Dans son rapport annuel d'activité (Rapport d'activité 2005, La documentation française, 2006) , la Cour suprême constatait déjà que « [cette] matière est le siège d'une évidente tension entre le principe de territorialité du droit de marque et le caractère transfrontalier de l'internet ». Une tension ainsi dénouée : dès l'instant où une reproduction est faite sur un « site ... accessible sur le territoire français » les juridictions françaises sont compétentes pour connaître d'une action en contrefaçon, car « le préjudice allégué du seul fait de cette diffusion n'était ni virtuel ni éventuel ». Le critère de l'accessibilité prenait forme.

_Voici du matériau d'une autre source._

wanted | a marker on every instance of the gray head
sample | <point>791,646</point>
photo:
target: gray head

Petite parenthèse : certaines juridictions du fond complètent ce critère de l'accessibilité en recherchant un lien « suffisant, substantiel ou significatif » entre la contrefaçon et sa réception par le public français. Mais ceci est employé surtout pour les sites rédigés en langue étrangère, pour compléter d'une certaine manière la recherche du critère d'accessibilité.
L'impact en France
Avec l'accessibilité, seule compte au final la mesure du risque d'impact sur le public français. La démarche peut être critiquée (mondialisation des conflits, réaction en chaîne) mais opter pour un autre critère aurait aussi permis à des sociétés étrangères de démultiplier les obstacles dilatoires aux actions tendant à la réparation de préjudice. De plus, ces actions ne préjugent en rien du sort de l'action en contrefaçon. Enfin, la réparation - si elle est décidée - sera limitée au seul préjudice subi en France, non au préjudice mondial.

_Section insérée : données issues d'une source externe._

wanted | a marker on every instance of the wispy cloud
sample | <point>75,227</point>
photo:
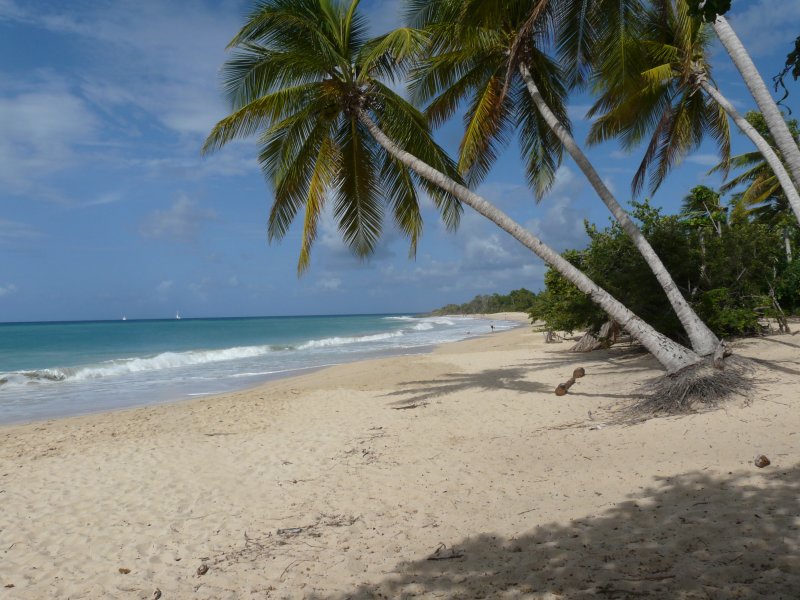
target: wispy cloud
<point>44,125</point>
<point>7,289</point>
<point>180,222</point>
<point>706,160</point>
<point>13,233</point>
<point>766,26</point>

« L'objet du débat de contrefaçon ne doit pas être le réseau, virtuel, mais la réalité que l'on y aperçoit par transparence » concluait joliment la Cour dans son rapport.

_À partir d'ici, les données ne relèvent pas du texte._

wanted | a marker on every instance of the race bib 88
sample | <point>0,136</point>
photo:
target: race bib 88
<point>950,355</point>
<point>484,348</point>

L'internet de non droit n'existe pas
On mesure ici combien « l'internet de non-droit » tel qu'aboyé ou grogné par des politiques en mal de régulation ou de médiatisation est tout simplement un mensonge. Par cohérence, si l'on tient véritablement à protéger le public français, militons plutôt pour ce texte de loi déposé par deux sénateurs et qui vise à étendre la loi Informatique et Libertés aux données françaises, manipulées par des entreprises américaines : « il est pour le moins curieux que, pour des atteintes commises en France, les sociétés américaines soient régies par le droit français dans le domaine de la contrefaçon et par le droit américain en matière de protection des données ».